From: Tony W Wang-oc <TonyWWang-oc@zhaoxin.com>
To: Thomas Gleixner <tglx@linutronix.de>,
Dave Hansen <dave.hansen@intel.com>, <mingo@redhat.com>,
<bp@alien8.de>, <dave.hansen@linux.intel.com>, <x86@kernel.org>,
<hpa@zytor.com>, <keescook@chromium.org>, <tony.luck@intel.com>,
<gpiccoli@igalia.com>, <mat.jonczyk@o2.pl>,
<rdunlap@infradead.org>, <alexandre.belloni@bootlin.com>,
<mario.limonciello@amd.com>, <yaolu@kylinos.cn>,
<bhelgaas@google.com>, <justinstitt@google.com>,
<linux-kernel@vger.kernel.org>, <linux-hardening@vger.kernel.org>
Cc: <CobeChen@zhaoxin.com>, <TimGuo@zhaoxin.com>,
<LeoLiu-oc@zhaoxin.com>,
Linus Torvalds <torvalds@linux-foundation.org>
Subject: Re: [PATCH] x86/hpet: Read HPET directly if panic in progress
Date: Mon, 1 Jul 2024 19:09:18 +0800 [thread overview]
Message-ID: <93030e7f-dcd2-45dd-a3a2-efa0128753f1@zhaoxin.com> (raw)

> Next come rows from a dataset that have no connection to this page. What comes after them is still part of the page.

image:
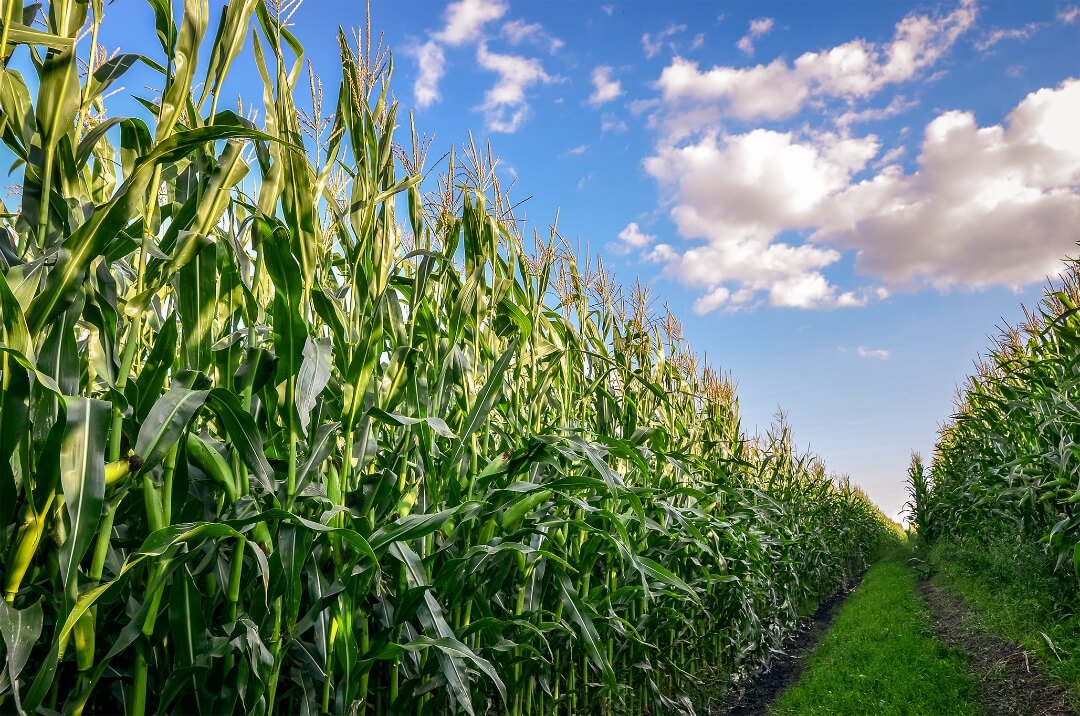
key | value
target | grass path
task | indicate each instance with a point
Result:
(881, 658)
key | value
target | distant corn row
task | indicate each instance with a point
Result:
(1009, 462)
(269, 446)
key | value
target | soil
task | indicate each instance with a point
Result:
(1012, 684)
(757, 694)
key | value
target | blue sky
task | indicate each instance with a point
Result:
(841, 200)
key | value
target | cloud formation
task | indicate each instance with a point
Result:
(758, 28)
(878, 353)
(987, 205)
(767, 213)
(605, 88)
(632, 235)
(853, 70)
(738, 192)
(505, 106)
(653, 43)
(518, 31)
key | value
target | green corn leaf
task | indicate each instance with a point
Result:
(184, 57)
(82, 477)
(244, 433)
(21, 630)
(166, 420)
(313, 376)
(590, 638)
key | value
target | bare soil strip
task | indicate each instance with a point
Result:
(1012, 683)
(761, 690)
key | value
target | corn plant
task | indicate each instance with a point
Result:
(1007, 462)
(287, 428)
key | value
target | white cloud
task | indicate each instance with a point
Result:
(994, 205)
(986, 205)
(653, 43)
(517, 31)
(632, 235)
(998, 35)
(879, 353)
(612, 123)
(605, 89)
(504, 106)
(891, 157)
(738, 192)
(898, 105)
(758, 28)
(431, 63)
(852, 70)
(466, 19)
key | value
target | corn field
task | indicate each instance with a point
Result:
(1008, 461)
(288, 429)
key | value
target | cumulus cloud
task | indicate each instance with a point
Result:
(633, 237)
(987, 205)
(878, 353)
(737, 193)
(612, 123)
(758, 28)
(898, 105)
(853, 70)
(463, 23)
(605, 88)
(518, 31)
(466, 19)
(431, 64)
(504, 105)
(653, 43)
(998, 35)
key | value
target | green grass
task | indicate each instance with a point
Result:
(1013, 593)
(880, 657)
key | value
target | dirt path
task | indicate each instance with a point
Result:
(763, 689)
(1012, 684)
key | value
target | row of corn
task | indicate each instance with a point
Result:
(1008, 463)
(280, 433)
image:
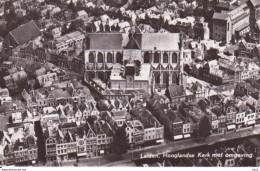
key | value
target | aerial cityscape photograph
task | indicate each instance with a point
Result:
(129, 83)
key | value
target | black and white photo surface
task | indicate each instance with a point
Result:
(130, 83)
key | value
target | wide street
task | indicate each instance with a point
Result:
(112, 160)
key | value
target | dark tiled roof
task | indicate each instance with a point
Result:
(69, 125)
(176, 90)
(105, 41)
(224, 5)
(25, 33)
(132, 44)
(220, 16)
(254, 2)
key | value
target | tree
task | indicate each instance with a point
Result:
(204, 127)
(120, 141)
(71, 6)
(40, 141)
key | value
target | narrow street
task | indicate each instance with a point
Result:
(112, 160)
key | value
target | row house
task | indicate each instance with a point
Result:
(47, 79)
(66, 146)
(54, 97)
(228, 107)
(247, 49)
(153, 129)
(244, 88)
(25, 152)
(67, 42)
(50, 145)
(222, 119)
(34, 54)
(104, 132)
(135, 133)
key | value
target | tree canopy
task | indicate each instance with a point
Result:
(204, 127)
(120, 141)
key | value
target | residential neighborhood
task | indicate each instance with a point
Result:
(87, 80)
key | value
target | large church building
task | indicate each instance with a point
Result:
(156, 53)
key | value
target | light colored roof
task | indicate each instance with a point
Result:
(105, 41)
(160, 41)
(220, 16)
(25, 33)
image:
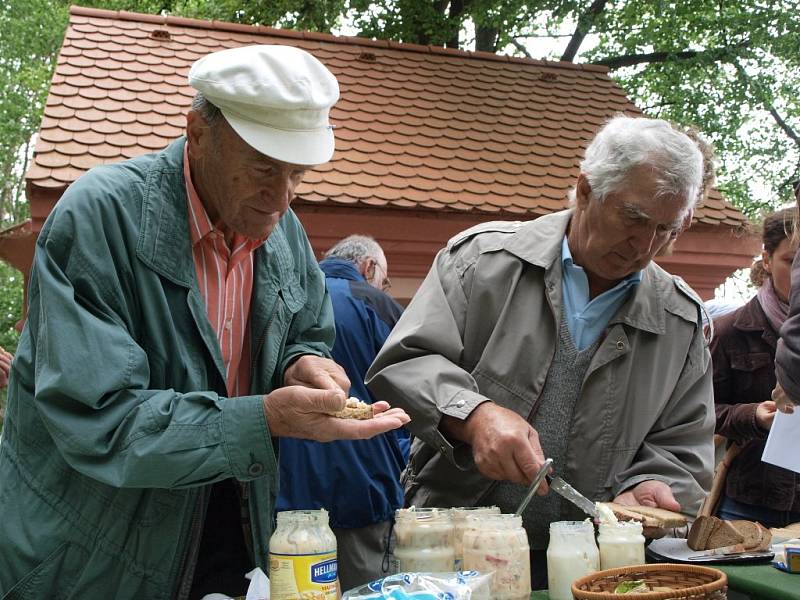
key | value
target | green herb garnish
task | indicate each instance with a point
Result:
(630, 587)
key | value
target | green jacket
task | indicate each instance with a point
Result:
(117, 422)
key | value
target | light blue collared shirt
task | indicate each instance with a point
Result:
(587, 320)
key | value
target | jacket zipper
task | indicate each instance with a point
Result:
(263, 338)
(193, 545)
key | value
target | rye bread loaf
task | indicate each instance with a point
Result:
(712, 533)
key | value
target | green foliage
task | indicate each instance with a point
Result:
(31, 32)
(732, 69)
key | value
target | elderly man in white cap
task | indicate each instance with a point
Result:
(178, 324)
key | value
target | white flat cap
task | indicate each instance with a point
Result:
(277, 98)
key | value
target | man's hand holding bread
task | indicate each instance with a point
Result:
(315, 388)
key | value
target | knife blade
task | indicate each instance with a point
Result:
(565, 490)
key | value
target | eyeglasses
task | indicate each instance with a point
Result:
(386, 283)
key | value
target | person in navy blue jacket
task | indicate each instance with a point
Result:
(358, 482)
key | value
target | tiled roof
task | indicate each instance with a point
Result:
(417, 127)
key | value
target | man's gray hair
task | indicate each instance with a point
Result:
(355, 248)
(210, 112)
(625, 143)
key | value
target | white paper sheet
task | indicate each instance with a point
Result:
(782, 448)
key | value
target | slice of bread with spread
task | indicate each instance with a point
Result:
(354, 409)
(709, 533)
(648, 516)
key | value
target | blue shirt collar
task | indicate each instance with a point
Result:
(568, 263)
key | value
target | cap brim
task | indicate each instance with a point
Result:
(313, 147)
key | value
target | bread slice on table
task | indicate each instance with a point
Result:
(708, 533)
(354, 409)
(751, 531)
(700, 531)
(648, 516)
(783, 534)
(766, 539)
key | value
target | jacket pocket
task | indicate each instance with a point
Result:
(50, 579)
(751, 361)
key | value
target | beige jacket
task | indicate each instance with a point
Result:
(483, 327)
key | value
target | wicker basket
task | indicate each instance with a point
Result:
(687, 582)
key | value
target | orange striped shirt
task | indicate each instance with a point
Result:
(225, 277)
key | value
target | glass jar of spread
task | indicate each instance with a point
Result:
(621, 544)
(302, 557)
(423, 540)
(571, 554)
(460, 517)
(499, 543)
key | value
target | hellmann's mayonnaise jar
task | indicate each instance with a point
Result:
(571, 554)
(302, 557)
(460, 515)
(499, 544)
(621, 544)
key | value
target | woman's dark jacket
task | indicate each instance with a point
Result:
(743, 355)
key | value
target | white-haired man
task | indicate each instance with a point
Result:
(561, 338)
(178, 324)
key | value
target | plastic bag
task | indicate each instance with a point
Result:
(461, 585)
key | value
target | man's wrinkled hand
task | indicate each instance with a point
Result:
(317, 372)
(765, 414)
(504, 445)
(650, 493)
(303, 412)
(782, 401)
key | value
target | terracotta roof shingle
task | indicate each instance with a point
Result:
(416, 126)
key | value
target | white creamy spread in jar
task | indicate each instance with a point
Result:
(606, 514)
(302, 557)
(424, 540)
(499, 543)
(621, 544)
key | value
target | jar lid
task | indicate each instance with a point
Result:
(465, 512)
(303, 516)
(423, 514)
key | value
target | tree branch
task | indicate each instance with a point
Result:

In-Reply-To: <87wmnda8mc.ffs@tglx>
On 2024/5/29 06:12, Thomas Gleixner wrote:
>
>
> [这封邮件来自外部发件人 谨防风险]
>
> On Tue, May 28 2024 at 07:18, Dave Hansen wrote:
>> On 5/27/24 23:38, Tony W Wang-oc wrote:
>> ...> diff --git a/arch/x86/kernel/hpet.c b/arch/x86/kernel/hpet.c
>>> index c96ae8fee95e..ecadd0698d6a 100644
>>> --- a/arch/x86/kernel/hpet.c
>>> +++ b/arch/x86/kernel/hpet.c
>>> @@ -804,6 +804,12 @@ static u64 read_hpet(struct clocksource *cs)
>>> if (in_nmi())
>>> return (u64)hpet_readl(HPET_COUNTER);
>>>
>>> + /*
>>> + * Read HPET directly if panic in progress.
>>> + */
>>> + if (unlikely(atomic_read(&panic_cpu) != PANIC_CPU_INVALID))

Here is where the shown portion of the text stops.